La jefa de Gobierno de la Ciudad de México, Clara Brugada, supervisó la construcción de un muro perimetral de mil doscientos sesenta y siete metros de longitud y tres metros de altura en el Parque Lineal del Gran Canal de la alcaldía Venustiano Carranza. Esta barrera regulará hasta ochenta millones de litros de agua, equivalentes a treinta y dos albercas olímpicas, para evitar desbordamientos que inundaron colonias cercanas el año pasado. Forma parte de ocho obras hidráulicas con una inversión de ciento cincuenta millones de pesos que beneficiará a cincuenta mil familias al controlar el exceso que satura el cajón durante lluvias intensas.
La planta de bombeo 5A elevó su capacidad de dos mil a diez mil litros por segundo tras instalar generadores y transformadores que garantizan operación continua. Paralelamente se desazolvan cien kilómetros de drenaje primario y secundario, retirando lodos y basura que reducían el flujo, mientras que en la red local se extrajeron ochenta y dos metros cúbicos de sedimentos en cincuenta kilómetros.

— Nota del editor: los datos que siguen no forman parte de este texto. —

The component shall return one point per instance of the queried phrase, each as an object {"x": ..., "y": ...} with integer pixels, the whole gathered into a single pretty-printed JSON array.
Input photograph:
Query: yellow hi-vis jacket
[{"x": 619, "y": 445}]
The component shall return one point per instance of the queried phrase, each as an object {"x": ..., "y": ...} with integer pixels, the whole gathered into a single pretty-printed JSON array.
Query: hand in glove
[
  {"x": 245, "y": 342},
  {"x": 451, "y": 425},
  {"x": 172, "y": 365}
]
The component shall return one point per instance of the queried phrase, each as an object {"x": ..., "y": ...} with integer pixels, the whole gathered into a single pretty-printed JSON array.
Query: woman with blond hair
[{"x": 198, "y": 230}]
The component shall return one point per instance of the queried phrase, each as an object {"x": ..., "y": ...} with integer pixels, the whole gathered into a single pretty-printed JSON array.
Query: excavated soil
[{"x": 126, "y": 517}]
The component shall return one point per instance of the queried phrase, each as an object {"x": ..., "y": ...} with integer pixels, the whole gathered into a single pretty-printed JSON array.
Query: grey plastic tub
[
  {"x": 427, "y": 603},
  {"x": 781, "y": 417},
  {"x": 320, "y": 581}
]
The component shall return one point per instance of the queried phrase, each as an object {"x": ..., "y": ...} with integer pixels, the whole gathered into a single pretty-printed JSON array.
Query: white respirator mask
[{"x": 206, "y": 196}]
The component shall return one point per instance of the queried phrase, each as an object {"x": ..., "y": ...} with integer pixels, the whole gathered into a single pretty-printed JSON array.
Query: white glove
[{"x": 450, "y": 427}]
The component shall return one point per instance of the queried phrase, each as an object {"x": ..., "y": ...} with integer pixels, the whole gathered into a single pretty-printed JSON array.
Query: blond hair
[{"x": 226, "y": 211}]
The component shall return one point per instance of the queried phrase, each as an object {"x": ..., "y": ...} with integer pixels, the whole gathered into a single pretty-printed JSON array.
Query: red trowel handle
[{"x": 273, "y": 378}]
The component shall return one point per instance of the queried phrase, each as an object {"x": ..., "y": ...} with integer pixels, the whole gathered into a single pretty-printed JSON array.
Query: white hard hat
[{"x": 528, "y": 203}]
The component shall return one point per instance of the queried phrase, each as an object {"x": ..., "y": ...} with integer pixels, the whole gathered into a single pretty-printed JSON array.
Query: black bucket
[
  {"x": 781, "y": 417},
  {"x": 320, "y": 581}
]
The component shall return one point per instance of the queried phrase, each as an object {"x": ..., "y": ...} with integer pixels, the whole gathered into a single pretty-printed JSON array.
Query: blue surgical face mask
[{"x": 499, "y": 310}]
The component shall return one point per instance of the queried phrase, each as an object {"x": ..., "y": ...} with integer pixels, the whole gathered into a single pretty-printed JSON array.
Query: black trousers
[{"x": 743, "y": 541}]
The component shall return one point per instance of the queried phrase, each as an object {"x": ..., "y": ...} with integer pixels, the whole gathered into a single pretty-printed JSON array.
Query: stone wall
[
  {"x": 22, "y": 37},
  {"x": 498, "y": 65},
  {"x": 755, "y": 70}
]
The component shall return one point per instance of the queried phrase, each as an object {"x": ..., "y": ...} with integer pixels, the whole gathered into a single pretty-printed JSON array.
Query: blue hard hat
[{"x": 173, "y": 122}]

Estos trabajos bajaron los casos de afectaciones de mil en dos mil veinticinco a doscientos setenta este año y reemplazan costaleras provisionales por una solución definitiva que concluye en septiembre de dos mil veintiséis.
El gobierno capitalino destina diecinueve mil millones de pesos a gestión integral del agua, un cuarenta y cinco por ciento más que antes, para trescientas dieciocho obras de drenaje y cerca de seiscientas acciones hidráulicas totales. El nuevo modelo prioriza el aprovechamiento de agua de lluvia y reduce extracción del subsuelo, convirtiendo el canal en un sistema ordenado que recibe el diluvio como un barman midiendo tragos exactos en vez de permitir desastres improvisados.